Veteran diplomat Primakov is well known in West. A plus: He isn't identified with any of Russia's warring factions.
By naming acting Foreign Minister Yevgeny Primakov as his new choice for prime minister yesterday, President Boris Yeltsin has made one of his biggest concessions to his Communist foes in his seven-year reign. But he also probably saved Russia from ruin.
Backing down on his first choice, Viktor Chernomyrdin, was a pragmatic act for Mr. Yeltsin, who realized that a candidate unacceptable to the Communists would prolong the political vacuum at a time of economic crisis, political analysts here say.

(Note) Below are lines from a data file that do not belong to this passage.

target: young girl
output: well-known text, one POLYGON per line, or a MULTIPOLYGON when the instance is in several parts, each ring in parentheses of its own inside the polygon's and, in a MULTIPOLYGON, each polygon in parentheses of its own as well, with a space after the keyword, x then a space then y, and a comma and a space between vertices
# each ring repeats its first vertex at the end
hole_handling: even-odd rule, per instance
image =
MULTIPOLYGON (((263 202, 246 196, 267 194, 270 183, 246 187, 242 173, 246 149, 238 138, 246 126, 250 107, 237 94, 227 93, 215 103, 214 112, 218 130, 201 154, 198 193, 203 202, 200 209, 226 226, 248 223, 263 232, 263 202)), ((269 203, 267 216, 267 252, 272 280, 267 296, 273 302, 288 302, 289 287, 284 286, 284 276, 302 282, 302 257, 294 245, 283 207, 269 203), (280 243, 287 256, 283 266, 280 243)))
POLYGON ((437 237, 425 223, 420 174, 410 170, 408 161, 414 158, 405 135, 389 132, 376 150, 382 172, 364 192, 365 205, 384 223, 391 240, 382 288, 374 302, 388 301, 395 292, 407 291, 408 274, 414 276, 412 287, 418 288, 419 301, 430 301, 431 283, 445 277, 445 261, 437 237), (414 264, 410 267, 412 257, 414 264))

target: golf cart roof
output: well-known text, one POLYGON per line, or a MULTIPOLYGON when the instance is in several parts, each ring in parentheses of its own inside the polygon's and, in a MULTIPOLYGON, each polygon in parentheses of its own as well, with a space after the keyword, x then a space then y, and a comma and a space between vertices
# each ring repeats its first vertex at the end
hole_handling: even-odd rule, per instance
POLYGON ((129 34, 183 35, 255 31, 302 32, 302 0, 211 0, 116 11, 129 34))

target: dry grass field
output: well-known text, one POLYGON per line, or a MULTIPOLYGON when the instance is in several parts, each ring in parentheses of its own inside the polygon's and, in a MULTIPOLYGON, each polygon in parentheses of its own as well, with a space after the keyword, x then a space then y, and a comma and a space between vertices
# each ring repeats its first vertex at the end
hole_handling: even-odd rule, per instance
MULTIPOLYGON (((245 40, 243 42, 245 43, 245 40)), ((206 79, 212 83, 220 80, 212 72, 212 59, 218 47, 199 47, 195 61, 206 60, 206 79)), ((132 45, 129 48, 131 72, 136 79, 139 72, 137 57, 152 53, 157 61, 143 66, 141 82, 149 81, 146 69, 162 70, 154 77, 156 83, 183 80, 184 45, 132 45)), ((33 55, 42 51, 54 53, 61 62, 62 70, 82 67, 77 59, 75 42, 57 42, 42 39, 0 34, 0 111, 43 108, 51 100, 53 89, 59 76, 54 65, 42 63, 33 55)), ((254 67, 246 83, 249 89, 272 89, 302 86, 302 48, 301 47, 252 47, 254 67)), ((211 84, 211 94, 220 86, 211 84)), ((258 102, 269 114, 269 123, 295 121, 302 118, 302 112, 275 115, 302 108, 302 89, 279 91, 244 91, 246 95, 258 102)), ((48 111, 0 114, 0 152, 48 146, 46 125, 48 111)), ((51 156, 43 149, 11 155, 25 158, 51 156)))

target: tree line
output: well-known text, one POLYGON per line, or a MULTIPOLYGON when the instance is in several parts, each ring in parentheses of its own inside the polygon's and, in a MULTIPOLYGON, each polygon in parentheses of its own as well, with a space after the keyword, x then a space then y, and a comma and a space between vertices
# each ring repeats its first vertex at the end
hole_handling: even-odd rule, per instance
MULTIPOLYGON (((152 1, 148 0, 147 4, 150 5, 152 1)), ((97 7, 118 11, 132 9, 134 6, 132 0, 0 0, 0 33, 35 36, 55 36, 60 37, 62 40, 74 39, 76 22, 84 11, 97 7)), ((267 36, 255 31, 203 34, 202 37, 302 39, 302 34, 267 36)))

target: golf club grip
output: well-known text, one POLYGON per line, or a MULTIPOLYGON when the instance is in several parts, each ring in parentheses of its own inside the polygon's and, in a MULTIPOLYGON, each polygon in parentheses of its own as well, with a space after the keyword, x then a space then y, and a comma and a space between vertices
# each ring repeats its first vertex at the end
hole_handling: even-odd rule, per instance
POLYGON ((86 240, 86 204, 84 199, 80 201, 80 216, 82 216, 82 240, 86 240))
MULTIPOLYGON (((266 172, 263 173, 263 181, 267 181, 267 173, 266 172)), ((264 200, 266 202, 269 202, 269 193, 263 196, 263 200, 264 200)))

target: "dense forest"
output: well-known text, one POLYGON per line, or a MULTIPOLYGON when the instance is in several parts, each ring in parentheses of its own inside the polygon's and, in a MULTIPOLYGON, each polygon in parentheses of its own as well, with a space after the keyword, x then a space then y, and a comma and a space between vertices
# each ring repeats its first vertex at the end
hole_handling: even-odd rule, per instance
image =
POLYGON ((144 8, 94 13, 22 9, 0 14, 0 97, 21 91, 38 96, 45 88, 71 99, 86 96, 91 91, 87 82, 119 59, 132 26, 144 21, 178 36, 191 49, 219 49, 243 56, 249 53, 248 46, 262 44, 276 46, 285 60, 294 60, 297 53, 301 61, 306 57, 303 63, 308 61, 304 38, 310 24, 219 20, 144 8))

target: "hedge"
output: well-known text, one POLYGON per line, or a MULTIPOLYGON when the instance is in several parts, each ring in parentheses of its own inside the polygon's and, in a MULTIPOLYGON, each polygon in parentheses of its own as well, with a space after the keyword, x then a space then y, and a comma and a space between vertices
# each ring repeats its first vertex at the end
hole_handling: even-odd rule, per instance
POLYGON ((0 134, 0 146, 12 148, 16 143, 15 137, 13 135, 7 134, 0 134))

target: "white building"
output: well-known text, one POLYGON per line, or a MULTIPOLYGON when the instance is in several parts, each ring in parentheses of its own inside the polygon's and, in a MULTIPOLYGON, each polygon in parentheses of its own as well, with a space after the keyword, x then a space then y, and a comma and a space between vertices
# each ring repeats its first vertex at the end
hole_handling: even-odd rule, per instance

Despite Mr. Primakov's lack of economic expertise, he appears to be a wise compromise. He is loyal, independent of political factions, and could serve as a shield behind which a new Cabinet can tackle Russia's swift economic decline. And forming a government, whatever its policies, in itself will lend some stability. (US view of Primakov, Page 8.)
"It is not a surrender. It's a concession to reality and about preserving the status quo," says Boris Makarenko, an analyst at the Center of Political Technologies in Moscow. "Apparently Yeltsin decided that his regime and administration do not have adequate political and economic resources to dissolve the Duma [lower house of parliament]. This will stop the country short of a major political crisis."
Primakov met with European Union diplomats yesterday. The head of the EU delegation told Reuters that Primakov said he would continue Russia's reforms.
The announcement of Primakov as a compromise candidate drew a rare consensus across the political spectrum, with virtually every major politician commenting favorably. Foreign comment was generally favorable too. White House spokesman Mike McCurry said he expects the United States to have a "good and close" relationship with Primakov.